Top 10 Conservatories and Prices
1. Euramax Victorian Solid Roof Conservatory
Size: 12ft x 16ft
This Victorian style conservatory from Wickes features a traditional and elegant design, which has a several faceted bay wall with full-length glass panels, and a strong PVCu frame structure.
The Euramax Victorian conservatory has an A+ energy efficiency rating, clear double glazing for the panels and comes with french doors.
Wickes offers its customers 30 days to refund their purchase and a 10-year guarantee on their products.
2. Edwardian uPVC Double Glazed Conservatory
Size: 3.88m x 4.56m x 3.26m
From Screwfix, the Edwardian uPVC Double Glazed conservatory comes in a classic style, with an instantly recognisable pitched roof and ornate mouldings.
This conservatory has toughened safety glass which is double glazed, a sturdy uPVC frame, and a polycarbonate roof.
You can benefit from a 10-year manufacturers guarantee and a two week lead time.

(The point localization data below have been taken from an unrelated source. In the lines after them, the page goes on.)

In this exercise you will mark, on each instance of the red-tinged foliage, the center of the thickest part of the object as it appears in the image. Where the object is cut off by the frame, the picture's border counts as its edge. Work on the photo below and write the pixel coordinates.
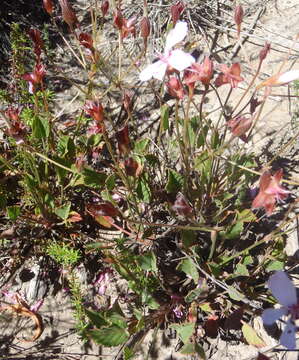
(264, 52)
(16, 129)
(128, 27)
(36, 77)
(262, 357)
(145, 28)
(132, 167)
(175, 88)
(118, 19)
(85, 40)
(123, 140)
(181, 206)
(48, 6)
(270, 191)
(233, 321)
(74, 217)
(229, 75)
(239, 126)
(13, 113)
(211, 326)
(94, 109)
(68, 13)
(254, 103)
(199, 72)
(238, 17)
(105, 7)
(127, 100)
(176, 11)
(103, 209)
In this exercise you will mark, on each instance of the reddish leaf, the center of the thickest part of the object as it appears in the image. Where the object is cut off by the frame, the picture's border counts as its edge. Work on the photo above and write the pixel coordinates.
(104, 209)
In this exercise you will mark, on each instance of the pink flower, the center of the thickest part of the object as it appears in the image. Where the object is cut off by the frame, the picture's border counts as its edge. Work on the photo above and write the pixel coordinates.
(176, 59)
(285, 292)
(270, 191)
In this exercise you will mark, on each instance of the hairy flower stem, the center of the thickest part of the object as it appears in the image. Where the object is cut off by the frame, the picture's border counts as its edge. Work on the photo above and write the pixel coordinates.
(249, 86)
(122, 175)
(183, 150)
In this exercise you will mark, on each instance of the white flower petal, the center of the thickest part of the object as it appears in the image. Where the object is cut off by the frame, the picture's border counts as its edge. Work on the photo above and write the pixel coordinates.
(156, 70)
(282, 288)
(287, 77)
(176, 35)
(288, 337)
(180, 60)
(269, 316)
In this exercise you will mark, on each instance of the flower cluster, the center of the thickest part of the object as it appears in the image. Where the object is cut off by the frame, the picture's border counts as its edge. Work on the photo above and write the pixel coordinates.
(270, 191)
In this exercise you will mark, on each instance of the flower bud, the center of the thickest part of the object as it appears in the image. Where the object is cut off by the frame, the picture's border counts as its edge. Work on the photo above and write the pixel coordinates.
(127, 100)
(118, 20)
(181, 206)
(105, 7)
(85, 40)
(176, 11)
(175, 88)
(264, 51)
(131, 166)
(48, 6)
(145, 27)
(123, 140)
(68, 13)
(238, 17)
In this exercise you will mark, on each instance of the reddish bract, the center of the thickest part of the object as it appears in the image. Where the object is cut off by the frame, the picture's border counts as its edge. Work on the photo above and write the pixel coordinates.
(270, 191)
(128, 27)
(86, 40)
(68, 13)
(123, 140)
(199, 72)
(48, 6)
(175, 88)
(239, 126)
(105, 7)
(238, 17)
(176, 11)
(181, 206)
(103, 209)
(36, 77)
(145, 28)
(95, 110)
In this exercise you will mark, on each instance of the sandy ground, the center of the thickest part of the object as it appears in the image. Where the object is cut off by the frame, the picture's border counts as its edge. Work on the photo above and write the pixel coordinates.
(278, 24)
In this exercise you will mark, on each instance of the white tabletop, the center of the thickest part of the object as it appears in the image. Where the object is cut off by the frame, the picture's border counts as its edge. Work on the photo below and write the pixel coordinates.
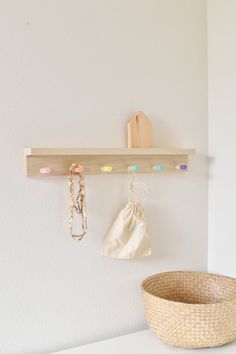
(143, 342)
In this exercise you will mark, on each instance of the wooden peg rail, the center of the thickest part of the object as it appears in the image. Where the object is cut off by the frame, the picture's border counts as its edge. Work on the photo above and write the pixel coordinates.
(56, 162)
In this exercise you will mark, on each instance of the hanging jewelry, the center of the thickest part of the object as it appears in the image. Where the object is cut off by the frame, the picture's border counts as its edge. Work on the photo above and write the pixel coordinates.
(78, 204)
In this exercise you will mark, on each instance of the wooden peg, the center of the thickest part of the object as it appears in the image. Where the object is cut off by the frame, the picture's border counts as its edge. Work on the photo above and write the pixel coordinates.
(140, 131)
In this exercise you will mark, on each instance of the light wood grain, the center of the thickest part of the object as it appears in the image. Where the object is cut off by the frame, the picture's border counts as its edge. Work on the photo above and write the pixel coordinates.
(139, 131)
(59, 160)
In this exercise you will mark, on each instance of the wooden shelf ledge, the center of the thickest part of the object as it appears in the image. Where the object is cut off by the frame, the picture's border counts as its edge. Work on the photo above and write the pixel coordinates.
(60, 159)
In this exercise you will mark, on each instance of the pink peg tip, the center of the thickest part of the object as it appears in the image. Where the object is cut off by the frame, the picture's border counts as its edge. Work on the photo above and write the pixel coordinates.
(45, 170)
(79, 169)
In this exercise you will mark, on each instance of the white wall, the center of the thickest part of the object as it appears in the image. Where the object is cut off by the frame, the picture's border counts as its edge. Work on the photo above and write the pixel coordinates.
(71, 74)
(222, 141)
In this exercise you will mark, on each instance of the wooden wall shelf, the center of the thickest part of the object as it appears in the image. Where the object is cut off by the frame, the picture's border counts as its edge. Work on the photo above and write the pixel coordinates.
(59, 160)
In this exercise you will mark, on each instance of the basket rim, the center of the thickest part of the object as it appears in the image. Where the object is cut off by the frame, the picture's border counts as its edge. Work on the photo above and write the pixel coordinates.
(184, 303)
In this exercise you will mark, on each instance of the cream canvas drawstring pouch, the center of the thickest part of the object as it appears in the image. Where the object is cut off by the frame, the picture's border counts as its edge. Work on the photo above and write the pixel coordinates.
(128, 236)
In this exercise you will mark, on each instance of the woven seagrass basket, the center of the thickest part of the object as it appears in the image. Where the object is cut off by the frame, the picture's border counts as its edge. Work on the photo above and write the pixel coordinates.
(191, 309)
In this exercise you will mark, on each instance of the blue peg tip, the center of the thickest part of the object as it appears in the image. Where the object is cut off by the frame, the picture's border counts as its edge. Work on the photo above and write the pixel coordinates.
(159, 168)
(134, 168)
(182, 167)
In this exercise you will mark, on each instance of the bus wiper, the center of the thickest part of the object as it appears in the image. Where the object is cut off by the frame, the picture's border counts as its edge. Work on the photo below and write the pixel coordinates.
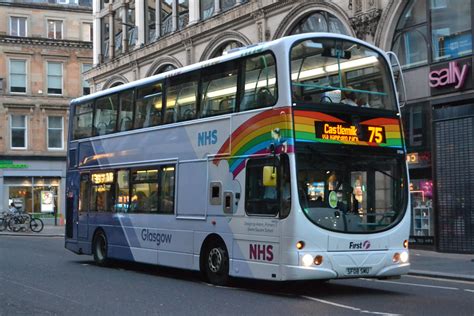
(385, 173)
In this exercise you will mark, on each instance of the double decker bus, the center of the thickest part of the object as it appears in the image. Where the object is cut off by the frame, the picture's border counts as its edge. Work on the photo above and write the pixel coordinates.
(280, 161)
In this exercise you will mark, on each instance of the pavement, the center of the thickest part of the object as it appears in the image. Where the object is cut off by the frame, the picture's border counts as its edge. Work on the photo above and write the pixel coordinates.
(423, 262)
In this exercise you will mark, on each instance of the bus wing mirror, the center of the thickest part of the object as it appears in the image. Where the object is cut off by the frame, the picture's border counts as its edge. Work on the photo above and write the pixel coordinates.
(399, 79)
(269, 176)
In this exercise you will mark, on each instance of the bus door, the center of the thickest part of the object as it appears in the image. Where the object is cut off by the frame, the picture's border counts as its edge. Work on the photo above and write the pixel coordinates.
(83, 207)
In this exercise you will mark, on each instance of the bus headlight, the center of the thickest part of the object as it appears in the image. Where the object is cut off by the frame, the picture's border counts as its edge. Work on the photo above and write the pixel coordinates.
(307, 260)
(404, 256)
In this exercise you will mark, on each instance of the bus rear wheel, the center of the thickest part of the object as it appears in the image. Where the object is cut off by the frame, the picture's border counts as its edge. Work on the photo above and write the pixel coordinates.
(99, 249)
(216, 263)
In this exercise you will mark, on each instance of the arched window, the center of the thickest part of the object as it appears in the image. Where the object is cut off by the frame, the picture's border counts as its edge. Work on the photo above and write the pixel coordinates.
(164, 68)
(410, 41)
(320, 21)
(449, 22)
(224, 48)
(115, 84)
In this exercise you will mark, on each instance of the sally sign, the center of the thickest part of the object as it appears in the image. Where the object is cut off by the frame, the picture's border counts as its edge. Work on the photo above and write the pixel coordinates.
(453, 75)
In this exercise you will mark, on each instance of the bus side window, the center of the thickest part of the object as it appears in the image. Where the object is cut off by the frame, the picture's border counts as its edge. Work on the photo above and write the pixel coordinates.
(122, 202)
(261, 190)
(260, 87)
(166, 190)
(105, 118)
(83, 120)
(219, 89)
(148, 106)
(102, 192)
(181, 98)
(125, 121)
(84, 194)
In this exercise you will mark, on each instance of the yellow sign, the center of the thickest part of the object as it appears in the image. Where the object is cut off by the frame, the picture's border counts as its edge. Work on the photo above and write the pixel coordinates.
(350, 133)
(99, 178)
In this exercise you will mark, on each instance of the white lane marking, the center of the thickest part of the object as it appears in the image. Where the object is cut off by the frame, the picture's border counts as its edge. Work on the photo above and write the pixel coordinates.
(356, 309)
(437, 279)
(421, 285)
(43, 291)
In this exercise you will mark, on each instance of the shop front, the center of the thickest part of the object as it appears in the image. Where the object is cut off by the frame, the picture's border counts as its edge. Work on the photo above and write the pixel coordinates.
(34, 187)
(433, 40)
(439, 127)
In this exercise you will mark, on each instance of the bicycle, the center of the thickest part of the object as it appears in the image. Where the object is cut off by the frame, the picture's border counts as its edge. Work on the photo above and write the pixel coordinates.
(24, 221)
(4, 218)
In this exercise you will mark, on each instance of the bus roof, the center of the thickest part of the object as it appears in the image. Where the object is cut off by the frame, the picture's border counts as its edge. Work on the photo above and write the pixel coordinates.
(233, 54)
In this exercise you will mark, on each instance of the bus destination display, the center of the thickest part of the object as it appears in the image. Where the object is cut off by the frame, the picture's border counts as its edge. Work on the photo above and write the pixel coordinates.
(349, 132)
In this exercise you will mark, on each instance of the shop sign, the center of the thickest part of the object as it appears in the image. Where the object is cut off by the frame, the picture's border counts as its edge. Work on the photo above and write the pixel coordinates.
(47, 201)
(422, 158)
(452, 75)
(8, 164)
(449, 77)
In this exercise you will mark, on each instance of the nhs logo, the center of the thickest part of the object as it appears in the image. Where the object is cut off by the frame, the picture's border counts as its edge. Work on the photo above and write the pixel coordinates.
(207, 138)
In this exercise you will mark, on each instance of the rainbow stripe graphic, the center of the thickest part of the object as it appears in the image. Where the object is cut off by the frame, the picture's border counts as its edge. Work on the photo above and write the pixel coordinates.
(305, 129)
(255, 136)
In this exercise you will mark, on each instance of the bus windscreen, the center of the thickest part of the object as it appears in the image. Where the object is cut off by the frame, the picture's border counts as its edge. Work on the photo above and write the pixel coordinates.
(337, 71)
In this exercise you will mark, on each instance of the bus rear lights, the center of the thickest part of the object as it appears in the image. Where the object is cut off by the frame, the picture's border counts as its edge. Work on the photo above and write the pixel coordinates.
(307, 260)
(318, 260)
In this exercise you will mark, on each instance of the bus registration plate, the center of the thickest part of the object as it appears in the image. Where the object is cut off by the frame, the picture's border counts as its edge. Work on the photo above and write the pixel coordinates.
(358, 270)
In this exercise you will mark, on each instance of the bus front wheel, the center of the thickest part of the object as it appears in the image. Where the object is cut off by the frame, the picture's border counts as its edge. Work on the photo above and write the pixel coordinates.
(216, 263)
(99, 249)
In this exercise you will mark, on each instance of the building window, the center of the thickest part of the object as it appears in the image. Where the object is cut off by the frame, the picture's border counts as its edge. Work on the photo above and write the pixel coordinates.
(451, 32)
(105, 37)
(17, 76)
(320, 21)
(151, 20)
(207, 8)
(55, 132)
(410, 41)
(415, 125)
(451, 35)
(118, 36)
(87, 32)
(18, 132)
(227, 4)
(55, 29)
(18, 26)
(166, 17)
(132, 33)
(164, 68)
(55, 78)
(183, 13)
(86, 89)
(225, 48)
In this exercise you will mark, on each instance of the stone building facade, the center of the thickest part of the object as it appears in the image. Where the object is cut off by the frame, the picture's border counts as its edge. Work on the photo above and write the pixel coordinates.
(44, 48)
(189, 31)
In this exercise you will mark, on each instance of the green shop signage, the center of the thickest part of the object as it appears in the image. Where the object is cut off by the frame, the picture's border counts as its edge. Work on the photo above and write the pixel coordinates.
(8, 164)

3. DIY Lean-to Full Height Conservatory
Size: 3m x 10m
Fascias offer their customers a range of DIY conservatories, including this modern lean-to conservatory which features full height panels, a choice of sizes and details regarding the windows and doors of your new conservatory.
Their A+ rated systems come with toughened glass in the thermally efficient uPVC frames for their conservatories.
You can customise your conservatory to match your needs, which means you can create the conservatory that matches your specifications.
4. Palram San Remo Lean-to Conservatory
Supplier: Buy Sheds Direct
Size: 10ft x 18ft
The Palram San Remo Lean-to conservatory from Buy Sheds Direct is made from polycarbonate panels which have an aluminium frame, which they claim are UV protected and practically unbreakable.
Their conservatories come with a 10-year guarantee, free delivery and three pairs of lockable sliding doors.
5. Ultimate Sunroom
Supplier: Norfolk Greenhouses
Size: 2.5m x 2.6m
The Ultimate Sunroom by Norfolk Greenhouses features a modern lean-to design which is large enough to be able to a comfortable seated area or space for storage.
This conservatory comes with a rigid uPVC frame, with polypropylene roofing and clear glazing panels, which are weather resistant and come with a 5-year guarantee.
Customers have stated that this sunroom is an excellent value for money, and can be assembled with basic DIY knowledge.
6. Edwardian P-Shaped Conservatory
Supplier: Trade Price Conservatories
Type: Edwardian P-shaped
Size: 4m x 5m
From Trade Price Conservatories, the Edwardian P-Shaped conservatory features A-rated toughened energy efficient glass, polycarbonate roof system and a PVCu frame.
Each french door system includes security locking which can be adjusted, and the package includes all of the fixings and sealants.
The Edwardian P-Shaped conservatory comes with a 10-year guarantee.
7. Victorian Full Height Conservatory
Size: 3.5m x 4m
Victorian Full Height Conservatories from Fascias have an A-rated linar profile, with A-rated argon glass and many customisable options such as the windows and door.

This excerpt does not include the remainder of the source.